The capability gating and curriculum subsystems are applied to hiring, professional grooming, and social matching. In hiring, the system replaces conventional credential-based candidate screening with evidence-based competency assessment: a professional competency curriculum is defined for each role, candidates engage with the curriculum engine, which administers assessments across the relevant modalities and produces mastery evidence, and the gate evaluates that evidence against the role's gating criteria before the certification layer issues tokens attesting to demonstrated competence.

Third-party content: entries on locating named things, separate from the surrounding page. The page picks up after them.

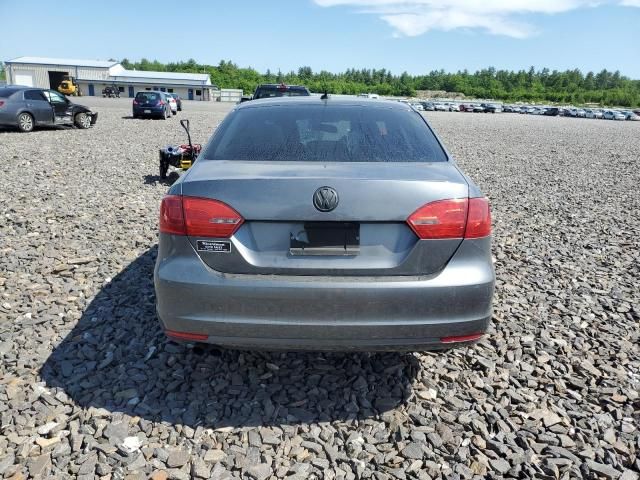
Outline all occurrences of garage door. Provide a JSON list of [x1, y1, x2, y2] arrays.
[[14, 73, 33, 87]]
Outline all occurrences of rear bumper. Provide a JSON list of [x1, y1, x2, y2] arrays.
[[154, 234, 494, 350], [133, 105, 164, 116]]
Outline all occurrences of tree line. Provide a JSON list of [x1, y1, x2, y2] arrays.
[[122, 58, 640, 107]]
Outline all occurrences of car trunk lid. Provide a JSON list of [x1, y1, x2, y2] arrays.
[[181, 160, 468, 276]]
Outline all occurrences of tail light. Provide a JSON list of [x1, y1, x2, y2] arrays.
[[407, 198, 491, 239], [164, 330, 209, 342], [160, 195, 187, 235], [160, 195, 244, 238], [464, 198, 491, 238]]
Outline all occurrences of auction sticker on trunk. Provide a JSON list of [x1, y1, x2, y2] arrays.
[[197, 240, 231, 253]]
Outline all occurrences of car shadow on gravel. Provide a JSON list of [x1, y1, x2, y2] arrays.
[[143, 172, 180, 186], [40, 247, 419, 428]]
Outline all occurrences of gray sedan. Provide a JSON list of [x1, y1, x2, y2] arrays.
[[0, 85, 98, 132], [155, 97, 494, 350]]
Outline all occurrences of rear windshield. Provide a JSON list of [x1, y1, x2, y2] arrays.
[[253, 87, 309, 100], [136, 92, 160, 103], [202, 102, 447, 162], [0, 88, 18, 98]]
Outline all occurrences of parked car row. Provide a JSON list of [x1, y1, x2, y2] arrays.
[[404, 100, 640, 120], [133, 91, 182, 120], [503, 105, 640, 120], [411, 102, 460, 112]]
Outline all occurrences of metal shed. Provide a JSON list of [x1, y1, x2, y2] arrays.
[[5, 57, 219, 101]]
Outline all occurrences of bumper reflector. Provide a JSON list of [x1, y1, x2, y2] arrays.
[[440, 333, 484, 343], [164, 330, 209, 342]]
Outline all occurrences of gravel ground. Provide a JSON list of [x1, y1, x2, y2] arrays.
[[0, 99, 640, 480]]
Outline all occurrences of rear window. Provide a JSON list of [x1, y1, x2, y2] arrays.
[[253, 87, 309, 100], [202, 103, 446, 162], [0, 88, 18, 98], [136, 92, 160, 103]]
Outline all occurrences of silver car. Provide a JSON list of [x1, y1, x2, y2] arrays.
[[0, 85, 98, 132], [155, 97, 494, 350]]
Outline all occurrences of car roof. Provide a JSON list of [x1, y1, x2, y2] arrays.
[[236, 95, 412, 110], [258, 83, 307, 89]]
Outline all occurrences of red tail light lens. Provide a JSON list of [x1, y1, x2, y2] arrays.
[[407, 198, 468, 239], [407, 198, 491, 240], [464, 198, 491, 238], [160, 195, 244, 238], [160, 195, 187, 235], [182, 197, 244, 238]]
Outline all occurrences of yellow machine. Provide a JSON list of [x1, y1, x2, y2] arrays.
[[58, 75, 82, 97]]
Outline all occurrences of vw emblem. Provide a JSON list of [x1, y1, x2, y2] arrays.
[[313, 187, 338, 212]]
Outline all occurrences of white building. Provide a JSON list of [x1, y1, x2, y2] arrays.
[[5, 57, 221, 100]]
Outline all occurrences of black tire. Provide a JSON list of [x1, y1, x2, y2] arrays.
[[18, 112, 35, 132], [73, 112, 91, 130]]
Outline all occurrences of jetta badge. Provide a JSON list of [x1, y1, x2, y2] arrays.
[[313, 187, 338, 212]]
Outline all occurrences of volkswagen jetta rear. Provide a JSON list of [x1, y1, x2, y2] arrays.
[[155, 97, 494, 350]]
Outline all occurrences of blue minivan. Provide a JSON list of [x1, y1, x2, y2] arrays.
[[133, 92, 172, 120]]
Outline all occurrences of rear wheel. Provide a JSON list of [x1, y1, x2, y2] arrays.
[[73, 113, 91, 129], [18, 113, 34, 132]]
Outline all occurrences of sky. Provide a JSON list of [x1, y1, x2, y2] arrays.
[[0, 0, 640, 79]]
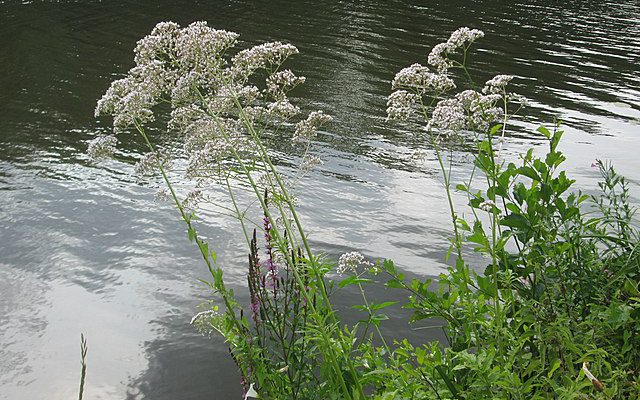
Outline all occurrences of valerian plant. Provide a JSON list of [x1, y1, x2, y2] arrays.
[[89, 22, 640, 399]]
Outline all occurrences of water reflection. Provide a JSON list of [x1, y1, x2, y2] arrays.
[[0, 0, 640, 399]]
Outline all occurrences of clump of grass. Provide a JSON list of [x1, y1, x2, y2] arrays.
[[92, 22, 640, 399], [78, 333, 89, 400]]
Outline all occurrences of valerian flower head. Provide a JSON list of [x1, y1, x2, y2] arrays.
[[176, 21, 238, 73], [482, 75, 513, 94], [391, 63, 456, 93], [267, 98, 300, 120], [231, 42, 298, 79], [87, 135, 118, 160], [134, 22, 180, 65], [455, 90, 504, 132], [293, 111, 333, 141], [428, 27, 484, 73], [336, 251, 373, 275], [387, 90, 418, 121], [182, 188, 205, 209]]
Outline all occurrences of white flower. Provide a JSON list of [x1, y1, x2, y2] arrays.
[[182, 188, 204, 208], [231, 42, 298, 79], [87, 135, 118, 160], [336, 251, 373, 275], [154, 188, 171, 201], [391, 64, 456, 93], [428, 27, 484, 73]]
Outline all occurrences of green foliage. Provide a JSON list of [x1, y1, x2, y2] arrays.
[[96, 23, 640, 400]]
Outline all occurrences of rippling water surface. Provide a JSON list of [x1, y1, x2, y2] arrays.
[[0, 0, 640, 399]]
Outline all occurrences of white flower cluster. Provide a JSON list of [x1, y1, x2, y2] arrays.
[[87, 135, 118, 160], [231, 42, 298, 79], [336, 251, 373, 275], [182, 188, 204, 208], [391, 63, 456, 94], [428, 27, 484, 72], [267, 98, 300, 120], [427, 90, 503, 132], [97, 21, 331, 183]]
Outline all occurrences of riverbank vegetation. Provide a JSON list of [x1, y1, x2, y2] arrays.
[[89, 22, 640, 399]]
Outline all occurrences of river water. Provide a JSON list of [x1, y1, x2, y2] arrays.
[[0, 0, 640, 399]]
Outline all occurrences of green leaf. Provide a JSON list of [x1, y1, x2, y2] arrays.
[[536, 126, 551, 139], [436, 365, 462, 399]]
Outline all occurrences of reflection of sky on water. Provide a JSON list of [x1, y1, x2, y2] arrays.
[[0, 0, 640, 399]]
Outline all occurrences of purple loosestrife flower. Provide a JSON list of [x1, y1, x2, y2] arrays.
[[262, 215, 278, 290]]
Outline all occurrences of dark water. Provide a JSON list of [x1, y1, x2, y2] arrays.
[[0, 0, 640, 399]]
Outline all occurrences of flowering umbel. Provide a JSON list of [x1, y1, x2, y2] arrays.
[[95, 21, 331, 180], [387, 27, 526, 135]]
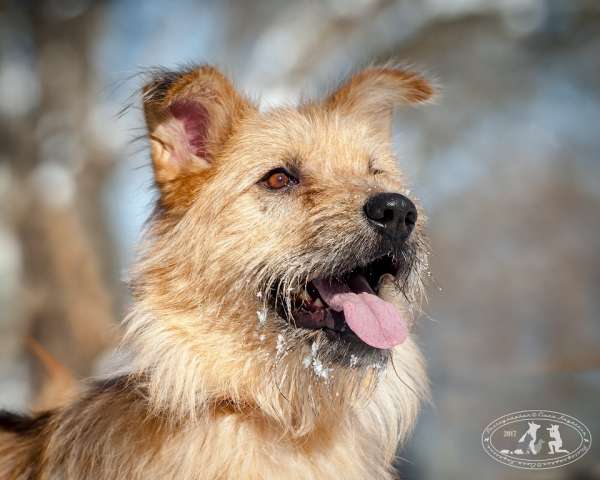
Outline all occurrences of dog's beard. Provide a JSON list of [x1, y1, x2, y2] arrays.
[[237, 227, 427, 380]]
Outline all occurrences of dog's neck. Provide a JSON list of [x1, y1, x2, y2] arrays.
[[120, 305, 427, 437]]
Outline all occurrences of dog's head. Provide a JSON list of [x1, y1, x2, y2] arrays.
[[130, 67, 433, 436]]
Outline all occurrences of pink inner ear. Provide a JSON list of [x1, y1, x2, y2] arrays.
[[170, 101, 208, 159]]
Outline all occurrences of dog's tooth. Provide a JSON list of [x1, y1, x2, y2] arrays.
[[377, 273, 395, 297]]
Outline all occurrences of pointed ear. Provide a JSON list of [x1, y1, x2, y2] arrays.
[[325, 67, 435, 134], [143, 66, 255, 188]]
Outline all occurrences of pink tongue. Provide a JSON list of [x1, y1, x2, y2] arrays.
[[313, 275, 408, 349]]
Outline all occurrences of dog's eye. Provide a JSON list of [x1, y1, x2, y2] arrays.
[[263, 168, 298, 190]]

In professional grooming, the system supports ongoing skill development and maintenance for employed individuals: the curriculum engine administers continuing-education curricula tracking skill currency, and the gate monitors mastery evidence over time, detecting degradation and triggering re-assessment or remedial sequencing before degradation affects operational performance. In social matching, readiness metrics measure demonstrated capacity for healthy relational behavior, evaluated through the multimodal pipeline, producing certified matchmaking filters that constrain the matching function to pair individuals whose demonstrated relational competencies are compatible. Across all three, role-critical certification tokens approaching expiration trigger automated re-certification curricula, and compliance status is reportable through the governance audit infrastructure.

Disclosure Scope

This article describes the evidence-based professional gating mechanism disclosed in the cognition filing (U.S. Application No. 19/647,395 and its international counterpart): a capability gate that governs access on accumulated performance evidence rather than on credentials, roles, or static permission assignments; a curriculum engine that defines, sequences, and administers the assessments through which evidence is accumulated and unlocks capabilities progressively; certification tokens that are time-bounded, evidence-backed, cryptographically verifiable attestations subject to expiration, revocation, and revalidation; continuous post-grant monitoring with automatic revocation on regression; integration with the biological identity system for current biological-fitness and practice-currency evaluation; and the multimodal anti-gaming substrate that protects the integrity of the evidence the gate consumes.

Application contexts within the disclosure include hiring, professional grooming, social matching, and the embodied domains in which incompetent operation carries physical consequences. The scope is not limited to any particular curriculum, modality set, or token field arrangement; it extends to deployments that vary the assessment instruments, the mastery thresholds, the regression-threshold policy, and the biological-fitness criteria, provided the gate remains conditioned on demonstrated performance evidence rather than on attestations of past training, education, or organizational position. The credential-matching authorization model of prior systems is not within the disclosure; the evidence-based, continuously re-evaluated gate is.